Let $x$ be a real number. To prove...

Question

Let $x$ be a real number. Define the sequence $(x_n)_{n\ge1}$ recursively by $x_1=1$ and $x_{n+1}=x^n+nx_n$ for $n\ge1$. Prove that, $$\prod_{n=1}^\infty \bigg(1-\dfrac{x^n}{x_{n+1}}\bigg)=e^{-x}$$

Could not approach the sum. Please help!

Answer 1

Hint:

We are to prove that, $$\prod_{n=1}^\infty \bigg(1-\dfrac{x^n}{x_{n+1}}\bigg)=e^{-x}$$

Let's have a look to how the LHS actually looks like. A little manipulation in $x_{n+1}=x^n+nx_n$ would yield,

$$\displaystyle\prod_{n=1}^\infty \bigg(1-\dfrac{x^n}{x_{n+1}}\bigg)=\prod_{n=1}^\infty n\dfrac{x_n}{x_{n+1}}=(1.2.3...)\dfrac{x_1}{x_2}\dfrac{x_2}{x_3}\dfrac{x_3}{x_4}...=(1.2.3...)\dfrac{1}{x_2}\dfrac{x_2}{x_3}\dfrac{x_3}{x_4}...$$

Let $a_n=\dfrac{n!}{x_{n+1}}.$ Note if $a_n^{-1}\to e^{x}$ the rest of the result becomes immediate.
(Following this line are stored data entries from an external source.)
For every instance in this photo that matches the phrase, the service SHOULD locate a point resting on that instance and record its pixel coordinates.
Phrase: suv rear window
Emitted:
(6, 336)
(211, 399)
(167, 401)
For showing $a_n^{-1}\to e^{x}$ keep obtaining the previous iterations untill $x_1$ by using $x_{n+1}=x^n+nx_n$ as,

$$\dfrac{x_{n+1}}{n!}=\dfrac{x^n+nx_n}{n!}=\dfrac{x^n}{n!}+\dfrac{x_n}{(n-1)!}=\dfrac{x^n}{n!}+\dfrac{x^{n-1}+(n-1)x_{n-1}}{(n-1)!}$$ etc.